ESCREVER; DOM E RESPONSABILIDADE. NOBEL DE LITERATURA.
ORHAN PAMUK, que esteve entre nós, turco de nacionalidade, Nobel de literatura de 2006, láurea da academia sueca, concede a muitos o beneplácito decifrável de enquadramento de sua convicção, de que "PARA ESCREVER É PRECISO SER UM POUCO IRRESPONSÁVEL, COMO UMA CRIANÇA".
Por seu gosto pessoal, repele "NEVE", seu aclamado livro no Brasil e obra consagradora.
Prefere ser conhecido e reconhecido por "Meu Nome é Vermelho". Pamuk, segundo entrevista em Nova York - oásis da ira de seus algozes, acossados por seu triunfo - se irrita por pretenderem enxergar em seus livros somente mensagens políticas.
O dilema dos véus das jovens turcas muçulmanas, deu motivos para islamitas e ateus amarem ou odiarem o hábil e brilhante contador de histórias.
É romancista de cepa, de linhagem pois, de envergadura, um romancista que vê em Machado de Assis, a quem admira, um modernista muito estranho.
Por esta "sui generis" qualificação chega-se com facilidade ao seu centro criador.
Seu único livro político ao seu querer e credo, essencialmente, é "NEVE" .
Mas Pamuk quer ser conhecido como romancista.

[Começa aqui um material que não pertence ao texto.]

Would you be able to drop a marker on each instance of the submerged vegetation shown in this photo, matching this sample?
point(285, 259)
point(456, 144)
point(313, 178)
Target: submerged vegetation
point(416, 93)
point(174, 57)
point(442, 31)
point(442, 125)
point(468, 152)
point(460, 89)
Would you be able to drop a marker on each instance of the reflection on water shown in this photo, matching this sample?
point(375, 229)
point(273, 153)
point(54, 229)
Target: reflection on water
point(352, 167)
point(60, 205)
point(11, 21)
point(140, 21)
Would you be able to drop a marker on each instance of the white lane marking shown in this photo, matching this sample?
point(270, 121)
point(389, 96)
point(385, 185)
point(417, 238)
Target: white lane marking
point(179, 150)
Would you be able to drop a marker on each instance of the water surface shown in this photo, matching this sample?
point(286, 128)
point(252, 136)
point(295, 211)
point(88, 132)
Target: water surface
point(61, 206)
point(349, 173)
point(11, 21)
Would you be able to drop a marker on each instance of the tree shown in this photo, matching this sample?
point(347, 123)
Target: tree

Mas não é dado ao talento o reconhecimento ao seu gosto, mas ao paladar da recepção leitora.
Sua aguda inteligência sabe, todavia, que interessa ao núcleo da comunicação, ao interesse do leitor múltiplo em soma, mais suas necessidades e interesses, conclamados, tratados e regrados pela política, do que a ficção, a boa ficção expulsando a mentira sob qualquer enfoque da literartua reconhecida e condenando com todas as forção os copismos subvertidos.

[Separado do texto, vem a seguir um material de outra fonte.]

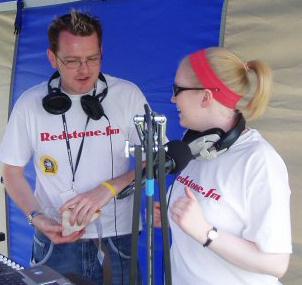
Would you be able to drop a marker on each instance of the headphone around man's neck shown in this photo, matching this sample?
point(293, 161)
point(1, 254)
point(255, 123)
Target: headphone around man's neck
point(210, 143)
point(56, 102)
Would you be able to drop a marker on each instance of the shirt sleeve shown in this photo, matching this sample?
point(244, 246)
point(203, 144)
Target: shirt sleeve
point(268, 203)
point(16, 147)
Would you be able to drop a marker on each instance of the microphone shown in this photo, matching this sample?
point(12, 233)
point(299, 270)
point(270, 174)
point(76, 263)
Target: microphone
point(178, 155)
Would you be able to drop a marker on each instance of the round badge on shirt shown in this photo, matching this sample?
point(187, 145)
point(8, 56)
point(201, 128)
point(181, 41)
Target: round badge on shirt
point(48, 165)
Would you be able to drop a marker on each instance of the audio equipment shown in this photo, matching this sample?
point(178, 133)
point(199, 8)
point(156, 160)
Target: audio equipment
point(12, 273)
point(56, 102)
point(211, 143)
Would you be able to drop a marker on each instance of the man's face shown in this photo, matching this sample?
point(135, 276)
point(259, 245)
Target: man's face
point(78, 60)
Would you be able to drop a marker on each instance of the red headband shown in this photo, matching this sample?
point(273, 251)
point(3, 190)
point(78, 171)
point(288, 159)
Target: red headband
point(208, 78)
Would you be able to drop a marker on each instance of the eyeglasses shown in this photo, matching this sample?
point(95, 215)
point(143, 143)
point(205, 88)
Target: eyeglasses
point(177, 89)
point(77, 63)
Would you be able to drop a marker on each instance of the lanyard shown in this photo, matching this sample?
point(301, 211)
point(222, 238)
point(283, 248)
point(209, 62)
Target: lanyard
point(73, 168)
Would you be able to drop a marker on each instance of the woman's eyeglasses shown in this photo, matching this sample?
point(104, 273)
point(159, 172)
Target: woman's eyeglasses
point(177, 89)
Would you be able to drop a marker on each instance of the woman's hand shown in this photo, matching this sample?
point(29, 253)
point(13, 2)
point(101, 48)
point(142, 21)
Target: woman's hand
point(187, 213)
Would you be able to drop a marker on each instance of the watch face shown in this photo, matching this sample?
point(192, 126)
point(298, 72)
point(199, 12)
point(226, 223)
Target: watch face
point(212, 234)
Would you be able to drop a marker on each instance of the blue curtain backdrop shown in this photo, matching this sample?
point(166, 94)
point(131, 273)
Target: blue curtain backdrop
point(143, 42)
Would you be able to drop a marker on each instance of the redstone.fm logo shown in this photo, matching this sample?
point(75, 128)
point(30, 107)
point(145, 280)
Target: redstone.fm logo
point(211, 193)
point(46, 137)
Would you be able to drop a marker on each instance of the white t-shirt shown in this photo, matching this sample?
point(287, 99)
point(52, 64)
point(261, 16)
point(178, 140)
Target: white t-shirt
point(33, 132)
point(245, 192)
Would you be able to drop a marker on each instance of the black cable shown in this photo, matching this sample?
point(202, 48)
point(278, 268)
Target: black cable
point(114, 199)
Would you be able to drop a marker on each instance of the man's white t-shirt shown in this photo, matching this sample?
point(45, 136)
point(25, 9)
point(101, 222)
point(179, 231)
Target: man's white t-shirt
point(244, 192)
point(33, 132)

É antes de tudo um idealista. Como aqueles inocentes que estão mais perto das crianças e de suas inocências.
O traço do bom caráter que Deus aproxima dos pequeninos e afasta dos egoístas.
Por que a alusão ao agora famoso Professor da Universidade de Colúmbia?
Por sua indicação da necessidade de ser "um pouco irresponsável para escrever", quando na órbita das grandes conquistas da modernidade democrática, transita com desenvoltura plena a livre expressão.
O sistema de legalidade das nações libertas da opressão, seja qual for sua origem, limita a livre expressão a conter-se na distensão que não colide com direitos de terceiros.
As regras são absolutamente claras sob todos os aspectos, envolvendo a bilateralidade na composição da relação do fenômeno da comunicação, produção e recepção, que como todo fenômeno social tem conotação jurídica.
Quando um cultor das letras, elevado ao exponencial máximo das altitudes e cumeadas do Nobel, pontifica elegendo a irresponsabilidade no escrever como necessária, fazendo-o em entrevista, é imperativo fazer-se a devida leitura.
A leitura dessa afirmação não se faz ao sabor da literalidade comezinha, meramente semântica. Como o célebre teatrólogo italiano, Pirandello, construiu em sua significativa peça "Assim É Se Lhe Parece", deve se inferir a intenção, torná-la crível.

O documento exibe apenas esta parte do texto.